UniFFI is a toolkit for building cross-platform software components in Rust.
By writing your core business logic in Rust and describing its interface in a special interface definition file, you can use UniFFI to help you:
- Compile your Rust code into a shared library for use on different target platforms.
- Generate bindings to load and use the library from different target languages.
For example, UniFFI is currently used in the mozilla/application-services project to build browser storage and syncing functionality for Firefox mobile browsers. Core functionality is written once in Rust, and auto-generated bindings allow that functionality to be called from both Kotlin (for Android apps) and Swift (for iOS apps).
You can read more about using the tool in the UniFFI user guide.
Please be aware that UniFFI is being developed concurrently with its initial consumers, so it is changing rapidly and there are a number of sharp edges to the user experience. Still, we consider is developed enough for production use in Mozilla products and we welcome any feedback you may have about making it more broadly useful.
If this tool sounds interesting to you, please help us develop it! You can:
- View the contributor guidelines.
- File or work on issues here in GitHub.
- Join discussions in the #uniffi:mozilla.org room on Matrix.
This project is governed by Mozilla's Community Participation Guidelines.
(Versions v0.9.0
though v0.11.0
include a deprecation notice that links to this README. Once those versions have
sufficiently aged out, this section can be removed from the top-level README.)
It is your responsibility to ensure the structs you expose via UniFFI are
all Send+Sync
. This will be enforced by the Rust compiler, likely with an
inscrutable error from somewhere in UniFFI's generated Rust code.
Early versions of this crate automatically wrapped rust structs in a mutex,
thus implicitly making the interfaces thread-safe and safe to be called
over the FFI by any thread.
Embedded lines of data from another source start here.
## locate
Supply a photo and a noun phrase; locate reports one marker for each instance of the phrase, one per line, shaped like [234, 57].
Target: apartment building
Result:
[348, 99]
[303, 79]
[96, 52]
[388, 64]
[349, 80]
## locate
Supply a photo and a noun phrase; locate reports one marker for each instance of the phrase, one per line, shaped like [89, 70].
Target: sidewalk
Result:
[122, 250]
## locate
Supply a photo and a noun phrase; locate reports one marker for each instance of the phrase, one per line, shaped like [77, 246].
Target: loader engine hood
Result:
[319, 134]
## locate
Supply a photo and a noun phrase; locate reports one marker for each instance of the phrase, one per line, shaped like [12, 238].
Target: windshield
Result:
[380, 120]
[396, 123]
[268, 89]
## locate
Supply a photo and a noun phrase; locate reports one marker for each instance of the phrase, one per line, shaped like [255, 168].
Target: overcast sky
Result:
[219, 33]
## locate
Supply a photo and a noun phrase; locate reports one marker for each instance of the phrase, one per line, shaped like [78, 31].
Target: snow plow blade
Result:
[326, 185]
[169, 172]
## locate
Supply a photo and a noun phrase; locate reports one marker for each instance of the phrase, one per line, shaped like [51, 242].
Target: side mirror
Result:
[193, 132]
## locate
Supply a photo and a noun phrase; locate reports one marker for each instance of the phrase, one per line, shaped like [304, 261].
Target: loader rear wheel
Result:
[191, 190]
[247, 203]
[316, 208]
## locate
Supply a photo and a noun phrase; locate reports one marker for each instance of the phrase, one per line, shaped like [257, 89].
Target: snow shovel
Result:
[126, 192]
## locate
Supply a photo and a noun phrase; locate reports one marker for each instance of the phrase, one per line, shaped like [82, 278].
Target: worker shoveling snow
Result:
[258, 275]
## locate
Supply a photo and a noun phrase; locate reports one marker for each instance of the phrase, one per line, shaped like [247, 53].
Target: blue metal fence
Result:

However, in practice we found this to be a
mis-feature, so version 0.7 first introduced the ability for the component
author to opt-out of this implicit wrapping and take care of thread-safety
themselves by adding a [Threadsafe]
attribute to the interface.
Version 0.9.0 took this further, and interfaces not marked as [Threadsafe]
started issuing a deprecation warning. If you are seeing these deprecation warnings,
you should upgrade your component as soon as possible. For an example of what kind of
effort is required to make your interfaces thread-safe, you might like to see
this commit
where we made one the examples thread-safe.
As of version 0.11.0, all interfaces will be required to be Send+Sync
, and the
[Threadsafe]
attribute will be deprecated and ignored.